31 The Union drew attention to the fact that all bar one of the forty-three members were listed as meeting their subscriptions by payroll deductions being taken from their salary by their employers. It submitted that Rule 23.a., upon which the applicant principally relied, could not be read in isolation. While it was true that this rule provided that a member owing annual subscription fees for a period of three months after that sum first became due was deemed to be unfinancial, the rule had to be read in context with Rule 23.b. Pursuant to this latter rule a member who withdrew his or her authority to deduct subscriptions from their salary was deemed to be unfinancial from thirty days after such withdrawal of authority. Where an employer refused to make payroll deductions of an annual subscription, special rules applied. In these circumstances the Union was required to advise the member, in writing, of the fact of the refusal. The Union was also required to extend to the member a period of three months’ grace after the annual subscription first became due. It after that period of grace, the amount remained owing, the member would be unfinancial.
32 The Union submitted that there was no evidence to suggest that any of the forty-three members identified by Mr Jacomb as “unfinancial” had withdrawn his or her authority to deduct subscriptions from salary. Nor was there any evidence that any of the employers had refused to make payroll deductions, as distinct from having failed to make them on time. There was no evidence that the Union had advised any of these forty-three members in writing of any such refusal on the part of an employer. It followed that the three month period of grace had not commenced, and could not, therefore, have expired.

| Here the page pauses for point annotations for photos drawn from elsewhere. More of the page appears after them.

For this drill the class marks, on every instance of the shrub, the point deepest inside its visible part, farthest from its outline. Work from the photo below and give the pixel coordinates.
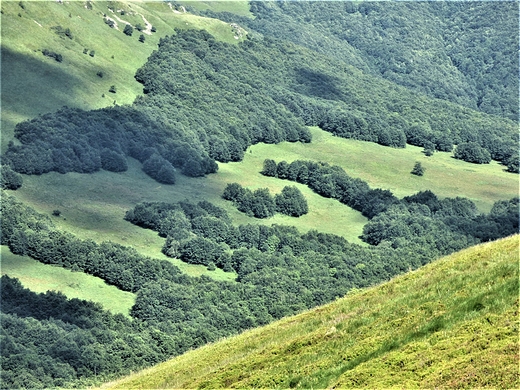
(128, 30)
(291, 202)
(9, 180)
(418, 169)
(472, 152)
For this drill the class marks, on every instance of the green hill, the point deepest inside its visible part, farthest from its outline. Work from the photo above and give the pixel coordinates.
(450, 324)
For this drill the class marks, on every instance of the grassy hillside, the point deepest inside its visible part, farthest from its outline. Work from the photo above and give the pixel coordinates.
(33, 84)
(40, 277)
(453, 323)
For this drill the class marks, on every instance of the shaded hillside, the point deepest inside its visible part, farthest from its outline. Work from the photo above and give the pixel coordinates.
(458, 51)
(453, 323)
(207, 100)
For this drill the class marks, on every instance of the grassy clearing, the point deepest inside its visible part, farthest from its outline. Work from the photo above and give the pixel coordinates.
(453, 323)
(388, 168)
(33, 84)
(40, 277)
(237, 7)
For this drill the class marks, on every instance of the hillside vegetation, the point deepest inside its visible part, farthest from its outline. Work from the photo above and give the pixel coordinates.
(34, 84)
(176, 173)
(451, 324)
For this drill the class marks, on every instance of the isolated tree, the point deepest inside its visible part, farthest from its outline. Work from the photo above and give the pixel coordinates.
(472, 152)
(128, 30)
(269, 168)
(418, 169)
(9, 179)
(291, 202)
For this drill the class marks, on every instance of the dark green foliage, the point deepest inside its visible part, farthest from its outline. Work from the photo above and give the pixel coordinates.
(472, 152)
(280, 272)
(159, 169)
(109, 22)
(51, 341)
(381, 37)
(62, 32)
(9, 179)
(513, 164)
(418, 169)
(113, 161)
(219, 99)
(269, 168)
(291, 202)
(128, 30)
(51, 54)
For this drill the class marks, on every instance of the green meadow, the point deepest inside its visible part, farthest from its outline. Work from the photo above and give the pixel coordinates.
(93, 206)
(40, 278)
(442, 326)
(33, 84)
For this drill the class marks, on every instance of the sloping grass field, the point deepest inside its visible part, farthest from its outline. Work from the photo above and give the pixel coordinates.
(41, 278)
(451, 324)
(34, 84)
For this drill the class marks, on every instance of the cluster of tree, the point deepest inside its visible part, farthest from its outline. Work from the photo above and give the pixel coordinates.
(9, 179)
(472, 152)
(332, 182)
(81, 141)
(260, 203)
(421, 217)
(206, 101)
(26, 232)
(279, 272)
(62, 32)
(51, 54)
(50, 341)
(465, 57)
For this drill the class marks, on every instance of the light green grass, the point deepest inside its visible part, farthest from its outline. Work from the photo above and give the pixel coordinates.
(33, 84)
(40, 277)
(237, 7)
(389, 168)
(451, 324)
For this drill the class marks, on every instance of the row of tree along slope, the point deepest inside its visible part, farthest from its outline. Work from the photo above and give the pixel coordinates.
(280, 272)
(206, 101)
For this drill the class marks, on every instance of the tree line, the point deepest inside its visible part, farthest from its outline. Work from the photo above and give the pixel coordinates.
(280, 271)
(260, 203)
(207, 101)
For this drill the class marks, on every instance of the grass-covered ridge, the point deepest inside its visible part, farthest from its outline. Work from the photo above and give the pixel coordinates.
(40, 278)
(453, 323)
(34, 84)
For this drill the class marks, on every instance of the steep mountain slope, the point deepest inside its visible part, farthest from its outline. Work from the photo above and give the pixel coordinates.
(453, 323)
(456, 51)
(35, 84)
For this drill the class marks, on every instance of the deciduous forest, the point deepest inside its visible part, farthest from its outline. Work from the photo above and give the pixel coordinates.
(438, 75)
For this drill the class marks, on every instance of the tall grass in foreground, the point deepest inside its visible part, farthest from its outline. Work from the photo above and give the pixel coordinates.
(453, 323)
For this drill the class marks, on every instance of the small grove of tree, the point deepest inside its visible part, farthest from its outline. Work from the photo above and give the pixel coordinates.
(261, 204)
(9, 179)
(418, 169)
(159, 169)
(513, 164)
(128, 30)
(291, 202)
(51, 54)
(472, 152)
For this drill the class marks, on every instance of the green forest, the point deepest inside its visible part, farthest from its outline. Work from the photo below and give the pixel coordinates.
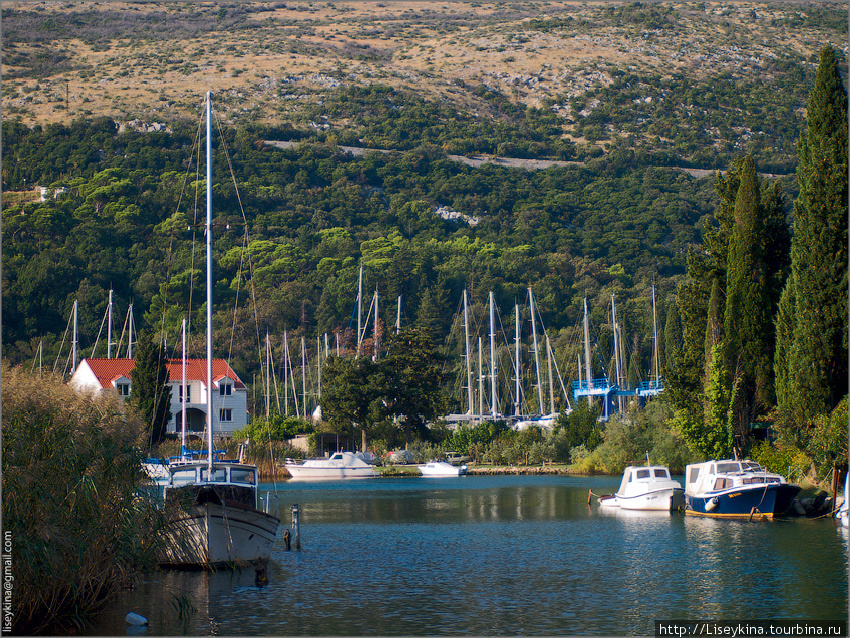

33 In my view the Union’s contentions regarding the status of the forty-three members alleged to have been unfinancial must be accepted. It would be wrong to read Rule 23.a. in isolation. The Rules make specific provision for the circumstances in which those of its members who pay their subscriptions by payroll deduction may be rendered unfinancial. It would be wrong to conclude that a member could be disenfranchised merely because that member’s employer has been tardy in ensuring that payroll deductions are made. The conditions under which a member may be rendered unfinancial are carefully formulated. Those conditions were not met in the present case.
34 If, contrary to my view, the Rules did operate in the manner for which Mr Jacomb contends there would be a real doubt, in my mind, as to whether they would be valid. In that regard I refer, in particular, to s 196 of the Act.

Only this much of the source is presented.